Itu percakapan yang sudah mulai membangunkan hati nuraniku. Ya Allah, dia punya masalah yang lebih besar dariku. Masalahnya bukan sekedar nunggu dosen berjam-jam buat bimbingan, revisian yang ga tahu harus diapain biar segera di acc, di phpin narasumber wawancara yang ga ngasih kabar kapan bisa ketemuan, nahan tangis gara-gara kemungkinan ga bisa ngejar target sidang Februari, puyeng mikirin listening, grammar, reading, writing bahasa Inggris buat test TOEFL, dan masalah-masalah yang sebenarnya masih sepele dibandingkan dengan perempuan yang memanggil namanya "Neng" tersebut.
Ya Allah, dia menghadapi segalanya sendiri.
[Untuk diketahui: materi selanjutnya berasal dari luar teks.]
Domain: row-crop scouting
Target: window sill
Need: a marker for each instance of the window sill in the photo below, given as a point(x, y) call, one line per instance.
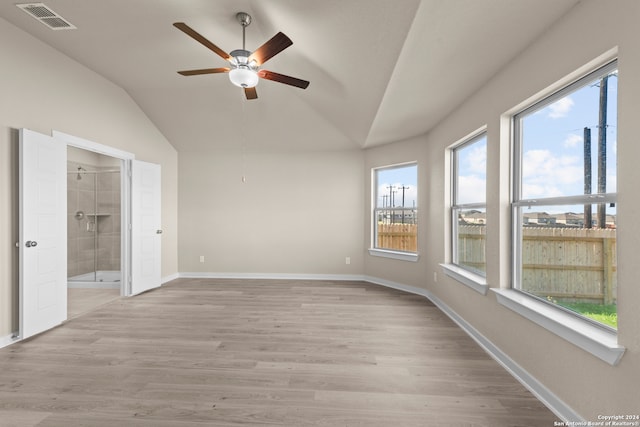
point(599, 342)
point(403, 256)
point(466, 277)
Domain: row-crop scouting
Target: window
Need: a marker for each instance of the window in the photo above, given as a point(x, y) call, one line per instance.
point(468, 211)
point(395, 216)
point(564, 198)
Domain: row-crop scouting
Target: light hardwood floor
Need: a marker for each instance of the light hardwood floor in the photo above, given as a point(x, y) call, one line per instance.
point(84, 300)
point(274, 353)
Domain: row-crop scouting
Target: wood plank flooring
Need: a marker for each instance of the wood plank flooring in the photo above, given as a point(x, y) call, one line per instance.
point(83, 300)
point(261, 352)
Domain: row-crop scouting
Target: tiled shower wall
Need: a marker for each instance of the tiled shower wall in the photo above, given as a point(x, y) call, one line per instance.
point(81, 229)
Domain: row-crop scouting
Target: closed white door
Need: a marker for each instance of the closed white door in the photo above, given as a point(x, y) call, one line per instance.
point(146, 230)
point(43, 233)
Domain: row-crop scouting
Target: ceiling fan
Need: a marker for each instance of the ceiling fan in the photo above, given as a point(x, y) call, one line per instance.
point(244, 70)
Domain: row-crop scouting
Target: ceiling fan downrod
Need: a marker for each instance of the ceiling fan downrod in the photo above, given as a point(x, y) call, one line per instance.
point(245, 20)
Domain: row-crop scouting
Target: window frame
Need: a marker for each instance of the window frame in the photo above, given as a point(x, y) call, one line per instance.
point(459, 207)
point(593, 337)
point(387, 252)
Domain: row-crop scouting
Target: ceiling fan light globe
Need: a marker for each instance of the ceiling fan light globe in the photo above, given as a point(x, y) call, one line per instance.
point(243, 77)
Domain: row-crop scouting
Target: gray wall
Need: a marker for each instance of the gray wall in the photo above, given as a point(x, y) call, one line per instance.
point(43, 90)
point(587, 384)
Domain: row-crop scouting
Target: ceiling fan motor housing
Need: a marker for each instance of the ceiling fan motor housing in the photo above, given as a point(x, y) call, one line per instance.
point(244, 72)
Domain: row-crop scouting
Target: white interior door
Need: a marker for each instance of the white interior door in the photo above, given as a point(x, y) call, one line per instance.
point(146, 231)
point(43, 233)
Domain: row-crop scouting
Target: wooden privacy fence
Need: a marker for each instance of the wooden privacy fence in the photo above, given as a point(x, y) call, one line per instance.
point(572, 264)
point(399, 237)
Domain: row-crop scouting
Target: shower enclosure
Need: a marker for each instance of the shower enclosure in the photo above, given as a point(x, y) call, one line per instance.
point(93, 223)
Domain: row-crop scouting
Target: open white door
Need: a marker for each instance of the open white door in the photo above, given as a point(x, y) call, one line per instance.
point(43, 233)
point(145, 227)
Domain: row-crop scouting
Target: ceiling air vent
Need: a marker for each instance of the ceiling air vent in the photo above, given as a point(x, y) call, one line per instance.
point(48, 17)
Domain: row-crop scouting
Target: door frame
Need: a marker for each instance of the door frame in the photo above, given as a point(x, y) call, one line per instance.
point(125, 195)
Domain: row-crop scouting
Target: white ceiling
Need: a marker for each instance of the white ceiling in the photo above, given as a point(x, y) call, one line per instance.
point(380, 70)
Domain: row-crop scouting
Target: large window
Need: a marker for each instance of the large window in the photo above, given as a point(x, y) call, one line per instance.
point(395, 217)
point(565, 202)
point(468, 212)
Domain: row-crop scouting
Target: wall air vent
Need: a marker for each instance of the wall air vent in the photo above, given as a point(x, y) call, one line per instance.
point(48, 17)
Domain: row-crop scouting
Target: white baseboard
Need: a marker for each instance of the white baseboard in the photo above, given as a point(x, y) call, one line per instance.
point(8, 340)
point(546, 396)
point(271, 276)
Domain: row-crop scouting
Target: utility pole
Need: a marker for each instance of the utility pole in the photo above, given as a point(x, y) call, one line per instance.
point(403, 188)
point(587, 176)
point(602, 150)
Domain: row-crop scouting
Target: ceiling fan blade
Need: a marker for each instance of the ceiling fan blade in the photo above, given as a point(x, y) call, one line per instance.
point(271, 48)
point(200, 38)
point(204, 71)
point(281, 78)
point(250, 92)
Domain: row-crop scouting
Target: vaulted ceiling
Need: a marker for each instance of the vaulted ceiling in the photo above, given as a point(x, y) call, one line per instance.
point(380, 70)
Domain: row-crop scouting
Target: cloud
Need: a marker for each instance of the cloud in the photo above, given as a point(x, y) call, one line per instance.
point(547, 175)
point(475, 160)
point(572, 140)
point(560, 108)
point(410, 195)
point(472, 189)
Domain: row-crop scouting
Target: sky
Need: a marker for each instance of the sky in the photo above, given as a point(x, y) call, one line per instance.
point(553, 149)
point(553, 154)
point(398, 177)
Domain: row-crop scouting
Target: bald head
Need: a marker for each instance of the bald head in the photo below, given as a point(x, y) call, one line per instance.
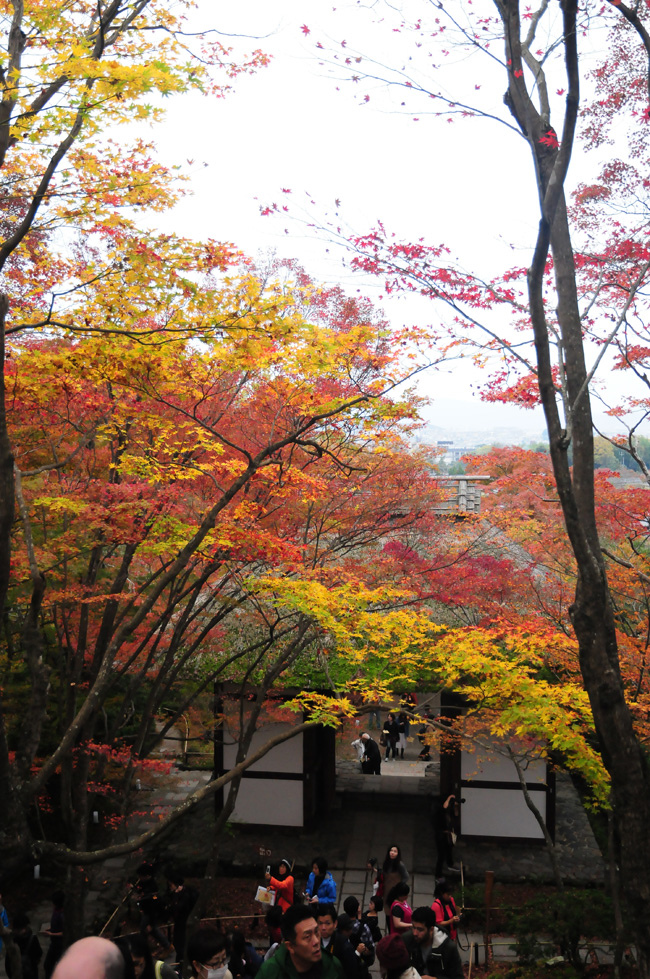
point(92, 958)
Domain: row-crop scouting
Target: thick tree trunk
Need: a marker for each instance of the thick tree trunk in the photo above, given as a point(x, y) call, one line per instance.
point(591, 613)
point(7, 499)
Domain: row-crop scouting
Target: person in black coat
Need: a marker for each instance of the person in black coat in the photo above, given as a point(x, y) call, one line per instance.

Ketemu pejabat yang birokrasinya oper sana-sini, petugas rumah sakit yang bertele-tele kalo ngurusin pasien dari bantuan pemerintah dan dokter dengan segala alat medisnya yang bikin bulu kuduk berdiri. Sedangkan aku? Ngadepin dosen aja harus segerombolan baru bisa berani ngetuk pintu ruangannya (-_-). Dia udah ngadepin sakitnya kemoterapi, bau busuknya obat-obatan kanker yang ga nahan mualnya dan pendaharan yang pastinya bikin tubuh makin lemes gara-gara nguras darah, tapi masih bisa ikhlas dan sabar. Sedangkan aku? Kena pilek, panas, masuk angin aja udah bisa dijadiin alesan buat berlama-lama meringkuk di naungan selimut. Dia masih bisa ngelawan penyakitnya dengan semangat optimis bisa sembuh sekecil apapun itu. Nah aku? Gagal nemuin narasumber aja udah bisa bikin pesimis beresin skripsi tumbuh subur dalam hati. Point of view yang sangat berbeda dalam menghadapi masalah, aku malu.
Obrolan selanjutnya dari perempuan itu sudah bikin mataku buram karena berkaca-kaca. Macetnya jalanan tidak bisa kulihat karena rasanya aku tertunduk selama perjalan melewati pasteur itu.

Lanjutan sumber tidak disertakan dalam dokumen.